Teaching 1.4 lakh people for free
Despite running a startup and collaborating with governments, Raul spends a significant amount of time teaching. Through workshops, live sessions, and online content, he has trained over 140,000 students and professionals across India, the UAE, the US, and the UK.
His sessions have been hosted at IIT Madras, Google Developer events, and international tech forums. On YouTube, he teaches AI “from A to Z”—from basic concepts to advanced fine-tuning and retrieval-augmented generation, entirely free. At the India Today Conclave, he explained why: “I’m literally teaching everything for free. The reason I’m doing all this is so people can solve real-life problems. I’m trying to make India grow.” He is unapologetically critical of India’s obsession with degrees. “Sorry papa, sorry teachers,” he said, half-smiling. “But we need to follow skills and creativity, not just marks.”
The octopus theory of startups
One of Raul’s most memorable moments on stage came when he described startup life using an unlikely metaphor. “Imagine you are an octopus,” he said. “You have eight legs in the form of product development, marketing, sales, customer service, branding, operations.”
For early-stage founders without funding, AI becomes a force multiplier. “AI makes those legs shorter. It helps you do in one day what might take someone else a week.” Citing reports from Forbes and PwC, he argued that AI adoption directly increases productivity, revenue, and competitive advantage, not as hype, but as lived experience. “I am a living proof,” he said. “I built Justice using AI. I do my marketing with AI. Even my presentations.” And yes, he admitted with a grin, he uses AI for homework too.

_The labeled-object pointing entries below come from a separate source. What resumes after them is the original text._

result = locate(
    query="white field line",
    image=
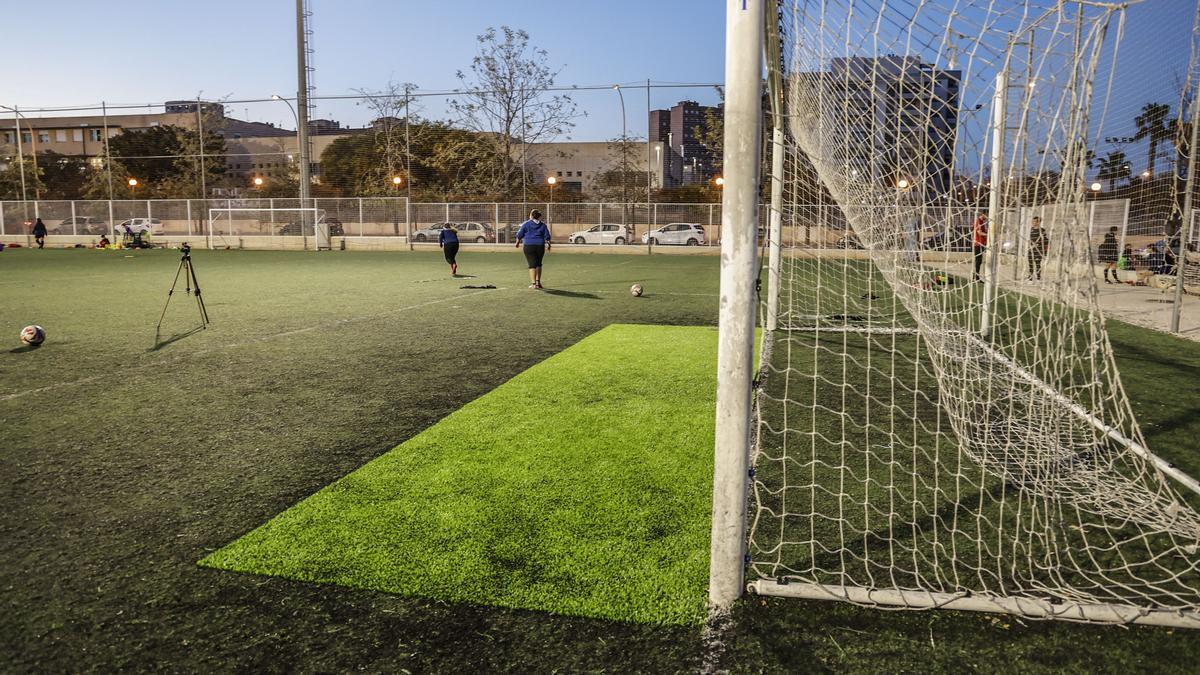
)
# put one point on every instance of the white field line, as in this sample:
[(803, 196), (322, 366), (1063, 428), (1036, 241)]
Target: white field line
[(247, 342)]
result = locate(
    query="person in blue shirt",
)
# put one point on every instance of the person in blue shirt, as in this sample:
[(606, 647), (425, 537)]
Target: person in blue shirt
[(448, 240), (535, 237)]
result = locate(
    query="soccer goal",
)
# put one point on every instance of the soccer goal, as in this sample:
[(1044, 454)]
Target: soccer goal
[(923, 428), (239, 227)]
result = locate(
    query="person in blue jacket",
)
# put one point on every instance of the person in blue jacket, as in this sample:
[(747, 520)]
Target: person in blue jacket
[(448, 240), (535, 237)]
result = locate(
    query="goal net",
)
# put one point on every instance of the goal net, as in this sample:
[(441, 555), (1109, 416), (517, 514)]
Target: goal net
[(245, 227), (937, 428)]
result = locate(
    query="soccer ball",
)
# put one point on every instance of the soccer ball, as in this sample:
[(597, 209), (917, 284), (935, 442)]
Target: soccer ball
[(33, 335)]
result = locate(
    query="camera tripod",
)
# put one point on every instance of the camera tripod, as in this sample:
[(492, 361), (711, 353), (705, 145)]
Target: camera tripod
[(191, 286)]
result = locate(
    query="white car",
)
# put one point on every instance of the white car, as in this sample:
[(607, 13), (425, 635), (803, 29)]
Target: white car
[(137, 225), (676, 233), (603, 233)]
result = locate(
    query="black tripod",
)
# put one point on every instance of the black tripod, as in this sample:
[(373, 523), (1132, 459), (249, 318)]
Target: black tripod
[(190, 284)]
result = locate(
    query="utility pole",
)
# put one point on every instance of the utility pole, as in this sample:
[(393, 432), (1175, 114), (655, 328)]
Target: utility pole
[(303, 118)]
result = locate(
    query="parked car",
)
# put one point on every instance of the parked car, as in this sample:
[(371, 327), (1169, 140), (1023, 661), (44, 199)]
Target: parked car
[(478, 232), (603, 233), (139, 225), (676, 233), (294, 228), (81, 225)]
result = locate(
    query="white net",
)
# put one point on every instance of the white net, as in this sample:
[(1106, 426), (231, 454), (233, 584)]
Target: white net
[(942, 423), (241, 227)]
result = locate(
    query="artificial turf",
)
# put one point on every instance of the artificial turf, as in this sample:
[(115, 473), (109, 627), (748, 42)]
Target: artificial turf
[(124, 465), (580, 487)]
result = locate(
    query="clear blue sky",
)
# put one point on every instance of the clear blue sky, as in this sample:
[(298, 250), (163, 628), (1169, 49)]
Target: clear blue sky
[(72, 52)]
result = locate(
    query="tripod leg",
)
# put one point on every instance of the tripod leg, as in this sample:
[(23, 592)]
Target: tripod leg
[(169, 293), (199, 300)]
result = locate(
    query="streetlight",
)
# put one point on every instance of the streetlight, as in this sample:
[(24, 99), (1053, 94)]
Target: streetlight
[(21, 153)]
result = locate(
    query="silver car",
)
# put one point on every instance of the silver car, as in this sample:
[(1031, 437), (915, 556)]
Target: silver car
[(603, 233)]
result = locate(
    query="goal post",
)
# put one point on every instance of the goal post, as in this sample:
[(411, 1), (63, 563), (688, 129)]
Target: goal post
[(228, 227), (915, 438), (735, 356)]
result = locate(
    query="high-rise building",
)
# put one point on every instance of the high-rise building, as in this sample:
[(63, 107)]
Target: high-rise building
[(689, 160), (894, 115)]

Leadership that starts at home
One of the more powerful moments in Raul’s journey came when he hired his own father to work at his startup. At 16, it was a decision that surprised many, but for Raul, it was symbolic. “Leadership starts at home,” he has said. Unlike many young founders chasing valuations and viral fame, Raul insists on building with purpose. He believes that innovation should be a daily habit, not a buzzword.
A leader of today, not tomorrow
At the end of Raul’s India Today Conclave session, the anchor summed it up best. “I introduced you as a leader of tomorrow,” she said. “I correct myself. You’re a leader of today.”
While Shashi Tharoor, reflecting upon his meeting with the youngster, joked about a coincidence that his own son is also named Ishaan, like Raul’s collaborator, but added with warmth that his son “wouldn’t have been able to do that at home.” It was humour but also recognition. Because Raul John Aju isn’t just ahead of his age. He’s asking the right questions early, and answering them with code, clarity, and conviction. And at 16, he’s only just getting started.